Selecting the Optimal Treatment Approach for Difficult-to-Treat, Relapsed/Refractory Myeloma

Article

Certain patient and disease characteristics must be considered to select the optimal treatment approach for difficult-to-treat patients with relapsed or refractory multiple myeloma.

Alessandra Larocca, MD, PhD

Alessandra Larocca, MD, PhD

Certain patient and disease characteristics must be considered to select the optimal treatment approach for difficult-to-treat patients with relapsed or refractory multiple myeloma, according to Alessandra Larocca, MD, PhD, who added that the introduction of several novel combinations has helped to improve outcomes in some of these challenging populations.

“Patients are really heterogeneous for different factors. These factors are related to the patient and their history, but are also related to the characteristics of the disease,” Larocca explained. “As such, when we approach the patient and we must decide on treatment, we must consider all these factors together. [Selection can be] particularly difficult in the relapsed/refractory setting because you must consider previous treatment, [including] response to therapy, the sensitivity of the disease, previous toxicity, and so on.”

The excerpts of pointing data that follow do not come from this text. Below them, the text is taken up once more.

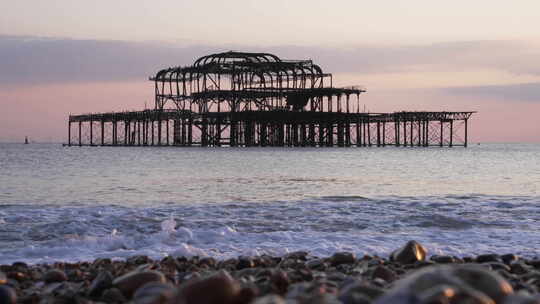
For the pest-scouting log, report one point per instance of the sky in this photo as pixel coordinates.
(61, 56)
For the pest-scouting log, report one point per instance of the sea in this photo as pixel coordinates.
(74, 204)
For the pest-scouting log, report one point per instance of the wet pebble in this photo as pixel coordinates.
(54, 275)
(339, 258)
(7, 295)
(130, 282)
(410, 253)
(154, 293)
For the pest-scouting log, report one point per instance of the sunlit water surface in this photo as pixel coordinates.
(80, 203)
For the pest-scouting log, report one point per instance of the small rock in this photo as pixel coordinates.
(342, 258)
(368, 291)
(521, 299)
(353, 298)
(113, 295)
(103, 281)
(445, 284)
(297, 255)
(484, 258)
(54, 275)
(443, 259)
(410, 253)
(279, 281)
(270, 299)
(245, 262)
(217, 289)
(384, 273)
(315, 264)
(438, 294)
(519, 268)
(485, 281)
(154, 293)
(131, 281)
(7, 295)
(509, 258)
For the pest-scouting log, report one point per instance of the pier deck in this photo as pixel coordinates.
(256, 99)
(269, 128)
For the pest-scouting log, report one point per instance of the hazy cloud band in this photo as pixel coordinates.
(31, 60)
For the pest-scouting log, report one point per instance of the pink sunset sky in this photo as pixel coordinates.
(60, 56)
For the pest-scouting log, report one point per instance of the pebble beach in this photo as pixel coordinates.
(408, 275)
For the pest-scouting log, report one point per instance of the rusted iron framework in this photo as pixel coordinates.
(257, 99)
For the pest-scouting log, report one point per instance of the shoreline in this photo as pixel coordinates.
(408, 273)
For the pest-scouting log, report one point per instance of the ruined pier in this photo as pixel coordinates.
(256, 99)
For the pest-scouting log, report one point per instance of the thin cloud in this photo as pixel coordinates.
(32, 60)
(526, 92)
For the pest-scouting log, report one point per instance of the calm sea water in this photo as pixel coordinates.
(80, 203)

In an interview with OncLive®, Larocca, consultant physician, Division of Hematology, Department of Hematology-Oncology, University Hospital Città Della Salute e Della Scienza, Torino, Italy, shed light on how to best manage the treatment of difficult-to-treat patients with relapsed or refractory multiple myeloma.

OncLive®: What characteristics make treating patients with relapsed or refractory multiple myeloma more difficult?

Larocca: [To select the right treatment for these patients,] you must consider characteristics of the patient, [which includes] the presence of comorbidities, functional status, independence, social support, and the drugs that the patient takes for different disease. You also have to consider the characteristics of the disease: biological factors, the presence of chromosomal abnormalities at higher risk, aggressiveness of the disease, such as extramedullary disease, renal insufficiency, the presence of plasma cells in the peripheral blood, and so on.

How much does age factor into treatment selection? What is your experience with managing elderly or frail patients?

In particular for frail, elderly patients, the balance between these factors can be very difficult because you have to consider the characteristics of the disease, but also, the characteristics of the patient can have much importance. For example, you probably cannot use an aggressive treatment for these patients, because they may have some limiting factors, like comorbidities and the absence of social support. You must consider these factors. This [process] can [really] be more challenging in frail, [elderly] patients compared with younger, fit patients.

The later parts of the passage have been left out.